Wednesday, October 3, 2012

Ready, set .....no

By now, all of you know how important all my "sisters" are to me, my real one and all those I have chosen to be my sisters. But this past weekend, Kimmie (my chosen sister) took me to St. Simons. She is one of the best sisters anyone could pick for themself! We were coming home on Monday, but we decided to postpone our return back to reality. I changed my pre-op appointment with Dr Leake to Wednesday, so we turned around- with the car all packed and promptly went BACK to the beach. As soon as we were all packed and we got into the car, I started having a panic attack- I wasn't ready to come back and face reality.
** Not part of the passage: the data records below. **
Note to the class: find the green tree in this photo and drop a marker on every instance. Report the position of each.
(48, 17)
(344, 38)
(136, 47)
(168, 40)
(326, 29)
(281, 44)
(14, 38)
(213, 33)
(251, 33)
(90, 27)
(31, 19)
Kim and Lloyd understood that and they both said, " you do what you need to do". I delayed the the panic and told Kim to turn around!
We spent the day at the beach, then we came in and sat on the balcony and talked. About dusk, Kim said, "come on ,we got to go take a drive." We hopped on the golf cart and went over to the Historic Coast Guard House and to the most beautiful beach on St. Simons. My nephew is in the Coast Guard, so I posted that picture on my Facebook page- he promptly responded with the CG motto- semper paratus (always ready or always prepared). I said in response to that, JUST LIKE AUNT T! 
Well, I woke up Tuesday morning having another panic attack, because it was... time. It was time to go back and face reality and to prepare- Problem is.....how do you prepare for this? How do you prepare for or get ready to face the reality of Breast Cancer?
I am at a loss- I have read other blogs and tried to take heed. Button up shirts, pj's with pockets for your drains, recliners to sleep in for as long as 2 weeks to 2 months (don't have that yet, but my husband is hurriedly making a swinging bed for my back porch!) Anyway, one week from today I will transform my body. I have had boobs- big ones, since 9th grade. Never really liked them, but they were me and who I have been. Don't get me wrong- I am not having second thoughts about a mastectomy! I want this cancer GONE!! After the surgery, I have a wedding to make sure is "prepared". I will have only 10 days to be back up and ready for my daughter's wedding. Talking about being in panic mode- I rushed out last week and bought 3 more dresses- All of that stuff, I THOUGHT was stressful enough without dealing with cancer too! Now, that wedding sounds like an easy task! On top of the wedding, my daughter has told me she is having to move away after the wedding. I wasn't prepared for that either. I totally feel I am not ready for anything! So after all of that, I will need to be prepared for chemo- 4 months of it! How the hell do you prepare to have red poison pumped in your body? I don't know the answer to that question, either.
So Aunt T- the one who is always prepared- who always is always ready, ready to have fun, ready for shenanigans, ready to be in control, ready to take care of everyone and everything, ready to pull anything out of her pocketbook like food or bandaids, ready to GO, ready for ANYTHING. Aunt T doesn't feel ready for this and that scares me!

1 comment:

  1. Traci, just praying for your peace of mind as you try to come to terms with everything happening to you and around you in the weeks to come. Girl, I am on your team and will be cheering you on! You don't have to have all of the answers right now. Just make each decision as it comes and pray about the rest. Funny thing about life, everything just seems to fall into place at the least expected moment and seems to work out just fine. You do not know what your future holds, but you know who holds your future in the palm of his hands. Prayers being said for you and your amazing recovery!!!